Chris Croughton said:
It's more likely to be UCS-2 (UTF-16 is an extension to UCS-2 which
allows UCS-4 characters to be embedded in a UCS-2 stream). The Byte
Order Mark is defined to be 0xFEFF, with the character 0xFFFE defined as
invalid, so that the byte order (big/little endian) can be determined.
In your case the order must be LSB MSB, so you want all even numbered
bytes (assuming standard C array indices starting at zero), but you
ought to check for a portable implementation.
You really should check that the other bytes are zero, as well, and give
some sort of error if not (it's a character not representable in a
normal string, unless you're on an implementation with 16 bit or more
bytes); at minimum I would either ignore such a character or convert it
to an error character ('?' for instance, like my mailer does).
Or you can do all of your work in UCS-2 (or UCS-4), and thus preserve
any non-ASCII characters. This will be a bit slower as an
implementation, but on modern machines still faster than the I/O.
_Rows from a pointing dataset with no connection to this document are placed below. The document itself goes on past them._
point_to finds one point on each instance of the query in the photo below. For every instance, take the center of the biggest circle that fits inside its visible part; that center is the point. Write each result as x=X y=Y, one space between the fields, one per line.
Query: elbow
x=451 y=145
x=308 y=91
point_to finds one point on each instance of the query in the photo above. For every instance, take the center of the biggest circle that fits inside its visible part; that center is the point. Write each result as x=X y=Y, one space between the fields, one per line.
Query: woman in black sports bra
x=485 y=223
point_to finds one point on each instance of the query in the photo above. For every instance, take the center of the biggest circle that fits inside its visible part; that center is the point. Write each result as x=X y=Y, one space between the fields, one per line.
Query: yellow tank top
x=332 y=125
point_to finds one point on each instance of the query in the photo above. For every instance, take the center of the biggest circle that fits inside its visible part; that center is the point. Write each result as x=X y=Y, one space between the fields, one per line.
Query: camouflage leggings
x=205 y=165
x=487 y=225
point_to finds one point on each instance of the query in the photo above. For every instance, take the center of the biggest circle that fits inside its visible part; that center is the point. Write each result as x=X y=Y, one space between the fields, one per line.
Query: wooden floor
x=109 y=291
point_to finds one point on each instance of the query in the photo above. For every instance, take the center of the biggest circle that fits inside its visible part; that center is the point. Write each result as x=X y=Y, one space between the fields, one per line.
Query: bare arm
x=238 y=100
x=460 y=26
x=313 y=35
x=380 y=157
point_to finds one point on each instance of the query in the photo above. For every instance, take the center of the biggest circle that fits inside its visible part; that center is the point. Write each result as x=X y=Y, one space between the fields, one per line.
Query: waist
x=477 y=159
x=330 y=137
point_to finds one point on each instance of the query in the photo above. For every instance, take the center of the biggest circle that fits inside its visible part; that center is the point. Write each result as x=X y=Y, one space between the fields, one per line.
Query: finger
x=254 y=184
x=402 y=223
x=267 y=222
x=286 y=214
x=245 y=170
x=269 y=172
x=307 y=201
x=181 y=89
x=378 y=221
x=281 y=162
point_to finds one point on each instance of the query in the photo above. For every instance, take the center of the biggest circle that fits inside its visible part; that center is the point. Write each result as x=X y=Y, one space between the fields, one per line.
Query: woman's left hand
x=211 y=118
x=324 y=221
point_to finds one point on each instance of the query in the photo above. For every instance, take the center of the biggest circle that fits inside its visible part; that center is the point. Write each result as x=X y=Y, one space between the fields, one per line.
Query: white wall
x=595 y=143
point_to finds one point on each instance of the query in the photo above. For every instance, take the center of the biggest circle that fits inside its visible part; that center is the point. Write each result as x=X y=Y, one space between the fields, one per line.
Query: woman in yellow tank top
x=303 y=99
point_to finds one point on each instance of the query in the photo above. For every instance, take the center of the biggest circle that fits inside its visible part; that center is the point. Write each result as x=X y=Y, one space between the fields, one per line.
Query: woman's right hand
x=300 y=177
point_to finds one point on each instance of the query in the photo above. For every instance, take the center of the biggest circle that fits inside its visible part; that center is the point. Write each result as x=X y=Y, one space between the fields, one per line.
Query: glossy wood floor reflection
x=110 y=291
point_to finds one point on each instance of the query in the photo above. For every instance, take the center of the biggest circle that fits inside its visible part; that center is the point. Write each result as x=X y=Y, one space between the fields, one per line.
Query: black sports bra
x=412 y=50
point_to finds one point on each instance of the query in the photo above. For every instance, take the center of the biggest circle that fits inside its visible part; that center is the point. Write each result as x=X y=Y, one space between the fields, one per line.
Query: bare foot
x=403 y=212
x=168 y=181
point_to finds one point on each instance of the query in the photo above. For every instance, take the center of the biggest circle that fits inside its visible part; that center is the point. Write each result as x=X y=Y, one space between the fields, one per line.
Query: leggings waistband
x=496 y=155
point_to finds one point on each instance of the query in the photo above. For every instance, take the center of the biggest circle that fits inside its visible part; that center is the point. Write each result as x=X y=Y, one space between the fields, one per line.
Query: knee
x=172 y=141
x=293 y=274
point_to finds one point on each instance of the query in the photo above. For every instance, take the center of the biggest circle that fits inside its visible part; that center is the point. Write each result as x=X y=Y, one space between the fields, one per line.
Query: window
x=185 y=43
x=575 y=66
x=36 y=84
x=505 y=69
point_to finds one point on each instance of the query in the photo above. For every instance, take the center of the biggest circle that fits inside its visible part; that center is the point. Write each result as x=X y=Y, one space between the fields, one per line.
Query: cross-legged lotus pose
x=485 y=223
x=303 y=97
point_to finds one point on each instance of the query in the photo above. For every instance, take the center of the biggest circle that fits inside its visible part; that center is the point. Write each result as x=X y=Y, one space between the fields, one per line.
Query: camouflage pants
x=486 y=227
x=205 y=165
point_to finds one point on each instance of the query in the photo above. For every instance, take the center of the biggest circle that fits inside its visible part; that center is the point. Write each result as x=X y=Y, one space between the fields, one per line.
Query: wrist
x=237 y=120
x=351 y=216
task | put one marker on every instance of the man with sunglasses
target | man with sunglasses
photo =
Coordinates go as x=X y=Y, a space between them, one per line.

If you really want portability, look at interpreting UCS-32, UTF-8 and
UTF-16 as well as UCS-2 (and plain old text), with both big- and
little-endian representations, and write a generic routine which
converts any of them to a string (note that a C++ string type can take
wide characters or longs as its element type). But for your case you
may only need to do one or two of the formats.
For further reading, see:
http://www.unicode.org/faq/
(and its parent if you want to get into the spec.). Warning: if you're
like me, you can waste (er, spend) many happy hours reading the spec.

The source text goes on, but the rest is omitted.